Ia juga menambahkan bahwa banyak orang tua bahkan harus berutang demi membiayai acara study tour anak-anak mereka, yang justru memperparah beban ekonomi keluarga.
Respon netizen pun membanjiri kolom komentar di kanal YouTube Dedi. Banyak yang menyayangkan sikap remaja tersebut.
“Maluuu lihat murid dan orang tua kaya gini,” tulis seorang netizen.
“SIAPA YANG GEMESSSSSSS,” timpal yang lain.
Di tengah perdebatan, beberapa netizen juga membagikan pengalaman pribadi mereka tentang penggusuran saat Dedi menjabat sebagai Bupati Purwakarta. Seorang netizen menulis pengalamannya saat keluarganya harus meninggalkan tanah negara di Cilodong tanpa izin.

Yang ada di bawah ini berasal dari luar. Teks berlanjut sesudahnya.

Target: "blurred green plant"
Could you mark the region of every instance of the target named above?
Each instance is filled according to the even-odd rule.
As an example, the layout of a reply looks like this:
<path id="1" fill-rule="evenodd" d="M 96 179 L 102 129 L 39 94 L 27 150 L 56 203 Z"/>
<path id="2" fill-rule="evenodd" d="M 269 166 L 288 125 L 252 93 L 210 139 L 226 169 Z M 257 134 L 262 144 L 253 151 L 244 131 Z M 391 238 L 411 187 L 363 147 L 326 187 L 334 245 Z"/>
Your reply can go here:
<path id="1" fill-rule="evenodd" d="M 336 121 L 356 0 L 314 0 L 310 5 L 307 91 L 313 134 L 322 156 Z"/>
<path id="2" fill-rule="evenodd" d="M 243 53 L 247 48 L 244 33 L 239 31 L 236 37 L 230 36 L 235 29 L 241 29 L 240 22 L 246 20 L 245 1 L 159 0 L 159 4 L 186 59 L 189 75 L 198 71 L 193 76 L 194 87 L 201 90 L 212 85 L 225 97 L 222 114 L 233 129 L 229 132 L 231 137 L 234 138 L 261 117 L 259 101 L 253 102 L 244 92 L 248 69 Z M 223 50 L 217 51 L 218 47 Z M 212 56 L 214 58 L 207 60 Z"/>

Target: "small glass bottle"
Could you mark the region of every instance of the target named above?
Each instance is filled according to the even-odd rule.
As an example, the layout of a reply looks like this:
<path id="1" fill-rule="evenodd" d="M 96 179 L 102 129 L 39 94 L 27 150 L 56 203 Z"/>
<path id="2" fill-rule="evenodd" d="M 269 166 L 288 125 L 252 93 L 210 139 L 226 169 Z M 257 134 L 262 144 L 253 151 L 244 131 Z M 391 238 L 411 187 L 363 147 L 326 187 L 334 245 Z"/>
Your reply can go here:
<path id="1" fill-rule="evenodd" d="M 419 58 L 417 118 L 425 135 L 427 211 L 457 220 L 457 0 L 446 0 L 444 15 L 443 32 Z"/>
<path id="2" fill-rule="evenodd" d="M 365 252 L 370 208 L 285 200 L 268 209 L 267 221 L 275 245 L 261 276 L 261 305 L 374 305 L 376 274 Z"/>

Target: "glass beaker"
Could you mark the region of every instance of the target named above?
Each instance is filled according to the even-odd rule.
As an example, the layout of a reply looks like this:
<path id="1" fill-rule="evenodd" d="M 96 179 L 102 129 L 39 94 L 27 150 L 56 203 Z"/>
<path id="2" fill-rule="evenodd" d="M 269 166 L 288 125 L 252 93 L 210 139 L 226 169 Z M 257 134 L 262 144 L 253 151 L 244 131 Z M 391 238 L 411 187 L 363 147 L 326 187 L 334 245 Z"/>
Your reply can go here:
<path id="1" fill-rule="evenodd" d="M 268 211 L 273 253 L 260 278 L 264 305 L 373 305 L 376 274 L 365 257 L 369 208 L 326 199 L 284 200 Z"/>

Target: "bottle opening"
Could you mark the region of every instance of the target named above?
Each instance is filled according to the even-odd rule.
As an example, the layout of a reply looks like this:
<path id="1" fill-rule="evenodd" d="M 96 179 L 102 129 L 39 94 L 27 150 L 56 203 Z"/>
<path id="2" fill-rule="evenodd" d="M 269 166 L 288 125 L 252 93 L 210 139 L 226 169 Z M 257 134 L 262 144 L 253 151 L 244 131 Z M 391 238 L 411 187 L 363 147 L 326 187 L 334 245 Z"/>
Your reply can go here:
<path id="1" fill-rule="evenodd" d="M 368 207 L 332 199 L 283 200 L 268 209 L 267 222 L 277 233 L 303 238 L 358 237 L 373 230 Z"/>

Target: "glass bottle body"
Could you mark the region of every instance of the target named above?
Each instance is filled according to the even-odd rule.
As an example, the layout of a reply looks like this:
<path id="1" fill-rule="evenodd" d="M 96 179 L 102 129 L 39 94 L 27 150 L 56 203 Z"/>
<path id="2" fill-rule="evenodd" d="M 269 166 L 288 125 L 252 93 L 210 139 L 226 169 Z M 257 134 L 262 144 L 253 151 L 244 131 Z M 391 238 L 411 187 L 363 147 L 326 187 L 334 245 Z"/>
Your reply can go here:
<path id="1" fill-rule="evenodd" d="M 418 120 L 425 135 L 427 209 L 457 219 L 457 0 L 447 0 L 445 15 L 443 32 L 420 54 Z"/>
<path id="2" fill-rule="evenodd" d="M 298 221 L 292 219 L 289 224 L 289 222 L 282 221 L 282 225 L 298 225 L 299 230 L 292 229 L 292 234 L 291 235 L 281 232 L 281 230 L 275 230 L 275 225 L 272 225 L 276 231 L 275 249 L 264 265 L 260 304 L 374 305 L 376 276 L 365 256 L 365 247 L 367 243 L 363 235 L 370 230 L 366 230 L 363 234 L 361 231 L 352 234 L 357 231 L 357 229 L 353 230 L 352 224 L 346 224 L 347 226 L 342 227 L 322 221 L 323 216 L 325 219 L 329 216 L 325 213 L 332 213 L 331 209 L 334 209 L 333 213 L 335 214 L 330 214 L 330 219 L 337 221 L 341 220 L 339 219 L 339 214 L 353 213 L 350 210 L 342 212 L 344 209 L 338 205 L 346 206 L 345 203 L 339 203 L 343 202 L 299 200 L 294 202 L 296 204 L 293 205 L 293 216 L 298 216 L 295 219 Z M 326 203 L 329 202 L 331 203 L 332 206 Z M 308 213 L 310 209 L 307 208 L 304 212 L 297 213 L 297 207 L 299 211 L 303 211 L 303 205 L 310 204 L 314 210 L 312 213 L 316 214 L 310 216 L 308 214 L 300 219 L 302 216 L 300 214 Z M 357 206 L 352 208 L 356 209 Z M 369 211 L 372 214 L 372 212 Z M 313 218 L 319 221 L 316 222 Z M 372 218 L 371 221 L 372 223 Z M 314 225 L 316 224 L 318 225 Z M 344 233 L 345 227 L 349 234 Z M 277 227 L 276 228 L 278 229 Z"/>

“Saya dan keluarga — ayah, ibu, serta adik-adik — pernah tinggal di sebuah tanah negara di daerah Cilodong. Waktu itu setelah KDM menjabat sebagai bupati, keluar aturan bahwa semua bangunan di atas tanah negara harus dibongkar. Kami menerima keputusan itu dengan lapang dada, karena sadar tanah tersebut bukan milik kami,” tulis netizen tersebut.
Menutup diskusi, Dedi menegaskan bahwa kegiatan perpisahan tetap bisa dilaksanakan secara kreatif tanpa membebani keuangan orang tua. Ia mendorong agar kegiatan tersebut dikelola oleh OSIS atau organisasi siswa dengan konsep sederhana dan mandiri, misalnya mengadakan pertunjukan musik, tari, atau karya sastra di lingkungan sekolah.